Chasm (2015) est immédiatement plus percutant narrativement. Le narrateur, avec un équipage de quatre autres personnes, est chargé par une mystérieuse compagnie de larguer un mystérieux cargo au plus profond de la fosse des Mariannes. Encore une fois, c’est intriguant, et encore une fois, malgré une écriture qui arrive à maintenir la curiosité, ça ne mène strictement nulle part. Les personnages ont une insomnie permanente, qui ne sera jamais expliquée, ils ont des visions, jamais expliquées, et ils finissent par s’entretuer sans qu’on y comprenne rien. Et l’auteur, sans doute pour faire intelligent, balance de façon bien lourde des termes comme « ontologie » ou « topologie » sans strictement rien en faire de pertinent. Je n’ai pas lu plus de quelques lignes des deux appendices qui font office d’auto-commentaire.
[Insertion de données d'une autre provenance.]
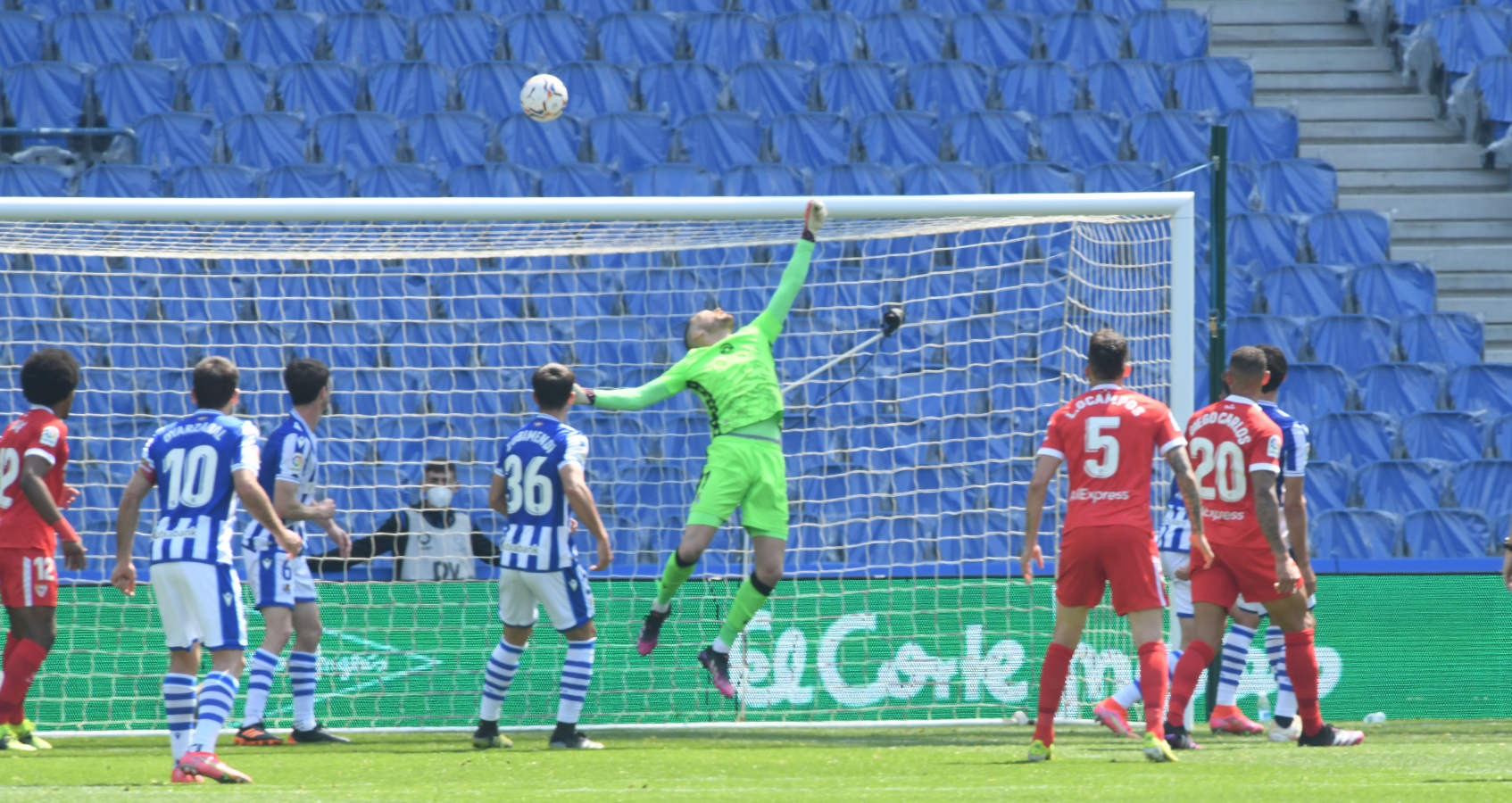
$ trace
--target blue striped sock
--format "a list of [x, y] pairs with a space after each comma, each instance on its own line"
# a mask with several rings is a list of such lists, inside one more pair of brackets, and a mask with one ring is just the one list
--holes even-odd
[[1240, 625], [1229, 625], [1229, 632], [1223, 634], [1222, 671], [1219, 671], [1217, 705], [1234, 705], [1238, 699], [1238, 679], [1244, 676], [1244, 665], [1249, 664], [1249, 646], [1255, 641], [1255, 631]]
[[522, 655], [525, 655], [525, 647], [516, 647], [502, 638], [499, 640], [499, 646], [488, 656], [488, 667], [482, 671], [482, 706], [478, 711], [478, 718], [488, 721], [499, 720], [499, 709], [503, 708], [503, 694], [510, 691], [510, 681], [514, 681], [514, 671], [520, 668]]
[[313, 652], [289, 653], [289, 691], [293, 694], [293, 727], [314, 727], [314, 682], [321, 679], [321, 655]]
[[236, 702], [236, 677], [224, 671], [206, 676], [204, 685], [200, 687], [200, 720], [194, 724], [189, 752], [215, 752], [215, 739], [221, 735], [221, 726], [231, 715], [231, 705]]
[[168, 673], [163, 676], [163, 714], [168, 715], [168, 744], [174, 750], [174, 764], [189, 752], [189, 732], [194, 730], [194, 674]]
[[593, 638], [567, 643], [567, 659], [562, 661], [561, 700], [556, 703], [558, 723], [576, 724], [582, 714], [588, 682], [593, 681]]
[[246, 708], [242, 711], [242, 726], [263, 721], [268, 694], [274, 688], [274, 673], [278, 671], [278, 656], [259, 647], [246, 662]]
Ce n’est pas parce qu’on veut faire de l’horreur qu’on peut se permettre de ne rien expliquer à rien. Le flou total, non seulement ce n’est pas effrayant, mais c’est nul narrativement. Lovecraft, le modèle absolu de ce genre de littérature, est précis. Certes, la menace existentielle ultime reste au loin, souvent dans l’imagination des protagonistes, mais tout le reste est carré, logique, aiguisé. L’horreur, ou quelque que soit l’impression que recherche cette littérature, surgit de la précision, d’un nœud adroitement tissé qui se resserre inéluctablement, et pas d’une nébulosité qui cherche à cacher sa béance par un écran de fumée, aussi « ontologique » que soit cet écran de fumée.